Geeignete Materialien im Reitsport – worauf es wirklich ankommt
Im Reitsport werden heute zahlreiche Materialien eingesetzt, die ganz unterschiedliche Eigenschaften mitbringen. Entscheidend ist, welches Material für Pferd und Reiter tatsächlich sinnvoll ist und welche Eigenschaften überwiegen.
Gerade bei Sattelunterlagen und Polsterungen ist in erster Linie ein Material gefragt, das dämpfend wirkt – also Schlag, Druck und Erschütterungen zuverlässig abfedert – und dabei eine hohe Langzeit-Stabilität besitzt.
Marketing vs. Realität
Oft vermitteln Hersteller und Marketingabteilungen ein anderes Bild. Doch wer sich die angebotenen Produkte genauer anschaut, erkennt schnell: Viele günstige Materialien bringen vor allem unerwünschte Nebenwirkungen mit sich.
- Filz ist ein hervorragender Isolator – aber das Pferd benötigt keine zusätzliche Wärmedämmung.
- Neopren isoliert ebenfalls und eignet sich nicht für eine dauerhafte Druckstabilität.
- Viele Schaumstoffe stammen aus dem Bereich der Wärmedämmung. Sie sind nicht dauerhaft druckstabil, absorbieren keine Stöße zuverlässig und entwickeln sogar Rückstellkräfte, die den Rücken von Pferd und Reiter belasten können.
Die Folge: Schon nach kurzer Nutzung entstehen Dellen, Kuhlen und Materialermüdung – irreparabel und schädlich für die gleichmäßige Druckverteilung.
Unterschiede in der Polsterstruktur
Beispiel einer formstabilen Schaumstruktur innerhalb eines Sattelkissens nach dem Öffnen der Polsterung.
Im Reitsportbetrieb kommen unterschiedliche Materialien zur Polsterung von Sattelkissen zum Einsatz. Diese unterscheiden sich nicht nur in ihrer Haptik, sondern vor allem in ihrer funktionalen Anpassungsfähigkeit.
Formstabile Schaumstrukturen weisen im Vergleich zu klassisch nacharbeitbaren Wollpolsterungen eine eingeschränkte Möglichkeit zur differenzierten Anpassung auf. Eine gezielte Veränderung der Auflage ist hier konstruktionsbedingt nur begrenzt möglich.
Warum das Wohl des Pferdes entscheidet
Kein verantwortungsvoller Reiter würde auf die Idee kommen, sein Pferd mit einem „Trampolin“ zwischen Sattel und Rücken zu reiten. Die Konsequenzen wären Rückenschmerzen – für Pferd und Reiter gleichermaßen.
Ein Pferd soll sich unter dem Sattel wohlfühlen und frei bewegen können. Wärmeisolierung oder unzureichend dämpfende Materialien leisten dazu keinen Beitrag.
Weiterführende Einblicke
Einen noch besseren Eindruck von der Wirkung verschiedener Materialien erhalten Sie in diesen Videos:
Hinweis zur Einordnung
Die dargestellten Zusammenhänge beschreiben fachliche Erfahrungen und Beobachtungen aus der praktischen Arbeit im Reitsportbereich.

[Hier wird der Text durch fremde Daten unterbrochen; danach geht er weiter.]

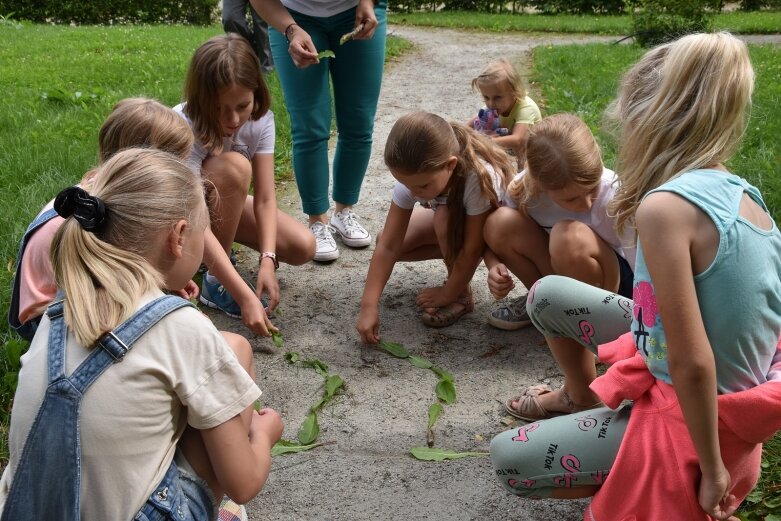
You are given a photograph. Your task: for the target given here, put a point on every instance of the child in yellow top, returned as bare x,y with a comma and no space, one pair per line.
503,90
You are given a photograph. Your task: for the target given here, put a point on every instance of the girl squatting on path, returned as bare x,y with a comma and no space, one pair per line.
133,122
171,427
227,106
555,220
503,91
458,177
702,358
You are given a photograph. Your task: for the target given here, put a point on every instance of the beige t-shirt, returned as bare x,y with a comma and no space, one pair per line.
180,372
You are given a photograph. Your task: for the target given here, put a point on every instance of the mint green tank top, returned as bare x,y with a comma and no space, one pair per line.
739,293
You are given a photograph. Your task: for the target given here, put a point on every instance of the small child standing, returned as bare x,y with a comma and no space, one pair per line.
459,177
226,102
503,90
556,220
170,428
698,351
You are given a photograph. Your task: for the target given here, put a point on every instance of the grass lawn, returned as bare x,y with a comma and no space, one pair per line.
59,83
765,22
562,80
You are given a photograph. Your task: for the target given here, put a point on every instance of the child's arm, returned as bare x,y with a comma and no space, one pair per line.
667,227
242,463
500,281
265,208
386,253
464,266
219,265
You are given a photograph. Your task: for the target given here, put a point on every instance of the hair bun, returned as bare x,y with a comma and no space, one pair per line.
88,210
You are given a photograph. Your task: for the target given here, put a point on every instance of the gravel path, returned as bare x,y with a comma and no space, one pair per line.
367,473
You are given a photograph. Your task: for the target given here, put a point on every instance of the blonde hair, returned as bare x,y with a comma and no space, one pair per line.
139,122
220,62
683,106
103,273
561,150
498,71
422,142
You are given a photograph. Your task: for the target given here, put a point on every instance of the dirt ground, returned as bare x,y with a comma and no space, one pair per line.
368,472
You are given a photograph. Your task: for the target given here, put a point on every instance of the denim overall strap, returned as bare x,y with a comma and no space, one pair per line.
25,330
46,484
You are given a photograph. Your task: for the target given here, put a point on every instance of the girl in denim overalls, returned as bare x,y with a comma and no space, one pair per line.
154,418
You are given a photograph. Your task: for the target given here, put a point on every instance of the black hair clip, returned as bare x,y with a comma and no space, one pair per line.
88,210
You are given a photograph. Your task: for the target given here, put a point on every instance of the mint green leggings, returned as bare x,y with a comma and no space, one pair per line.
356,76
577,449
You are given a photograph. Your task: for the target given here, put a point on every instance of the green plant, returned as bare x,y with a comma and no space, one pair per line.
658,21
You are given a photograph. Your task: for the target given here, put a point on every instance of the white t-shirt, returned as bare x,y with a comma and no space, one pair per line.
546,213
180,372
320,8
254,137
475,203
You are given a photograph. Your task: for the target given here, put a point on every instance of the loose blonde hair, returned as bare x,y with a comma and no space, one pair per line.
139,122
222,61
561,150
103,273
421,142
683,106
498,71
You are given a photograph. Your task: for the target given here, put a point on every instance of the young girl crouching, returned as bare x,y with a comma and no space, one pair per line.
155,417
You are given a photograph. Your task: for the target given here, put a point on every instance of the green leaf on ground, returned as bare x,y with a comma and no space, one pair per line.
419,361
446,391
394,349
433,413
434,454
309,429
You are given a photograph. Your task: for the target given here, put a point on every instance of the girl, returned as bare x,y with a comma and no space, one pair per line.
459,176
702,359
118,440
133,122
556,220
503,91
226,103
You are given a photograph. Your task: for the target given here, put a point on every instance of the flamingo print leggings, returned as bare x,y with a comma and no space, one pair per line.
578,449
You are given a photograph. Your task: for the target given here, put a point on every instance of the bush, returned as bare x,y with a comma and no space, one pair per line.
659,21
198,12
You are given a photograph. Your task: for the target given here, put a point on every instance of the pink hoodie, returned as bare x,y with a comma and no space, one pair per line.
656,472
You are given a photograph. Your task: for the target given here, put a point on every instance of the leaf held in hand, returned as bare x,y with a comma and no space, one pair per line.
418,361
446,391
433,454
433,413
309,429
397,350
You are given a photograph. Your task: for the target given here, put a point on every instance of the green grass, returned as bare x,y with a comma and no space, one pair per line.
765,22
59,83
563,80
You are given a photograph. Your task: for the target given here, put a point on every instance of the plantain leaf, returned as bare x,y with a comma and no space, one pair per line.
421,362
309,430
394,349
446,391
434,454
433,413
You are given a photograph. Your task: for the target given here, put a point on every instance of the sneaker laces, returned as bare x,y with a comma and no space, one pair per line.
350,222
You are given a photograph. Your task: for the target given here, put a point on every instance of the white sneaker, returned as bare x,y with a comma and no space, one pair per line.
325,245
346,224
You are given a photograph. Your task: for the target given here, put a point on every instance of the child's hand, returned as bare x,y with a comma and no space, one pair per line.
369,325
431,298
500,282
266,422
714,496
267,282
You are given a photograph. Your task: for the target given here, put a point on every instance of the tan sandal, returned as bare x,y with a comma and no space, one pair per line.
528,408
447,315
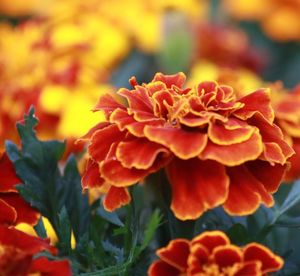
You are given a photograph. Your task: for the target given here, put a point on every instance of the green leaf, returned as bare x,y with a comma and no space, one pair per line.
111,217
153,224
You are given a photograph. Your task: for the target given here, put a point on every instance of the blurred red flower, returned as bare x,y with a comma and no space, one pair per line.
13,208
211,253
216,149
17,250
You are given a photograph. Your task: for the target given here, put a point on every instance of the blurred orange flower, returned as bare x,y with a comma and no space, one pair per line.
211,253
279,19
13,208
16,255
216,149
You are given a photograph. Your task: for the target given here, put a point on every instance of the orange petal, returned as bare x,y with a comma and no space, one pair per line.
177,79
108,104
270,261
8,214
91,176
137,99
102,140
211,240
245,192
270,176
184,144
175,253
115,174
256,102
229,133
249,268
116,198
160,268
235,154
198,257
139,153
196,186
25,213
227,256
43,266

Sie stellen keine pauschale Bewertung aller Produkte aus den genannten Materialien dar.
Aufbau, Verarbeitung, Nutzung und Kombination mit anderen Komponenten können zu unterschiedlichen Ergebnissen führen.
Eine Beurteilung ist daher ausschließlich im konkreten Einzelfall möglich.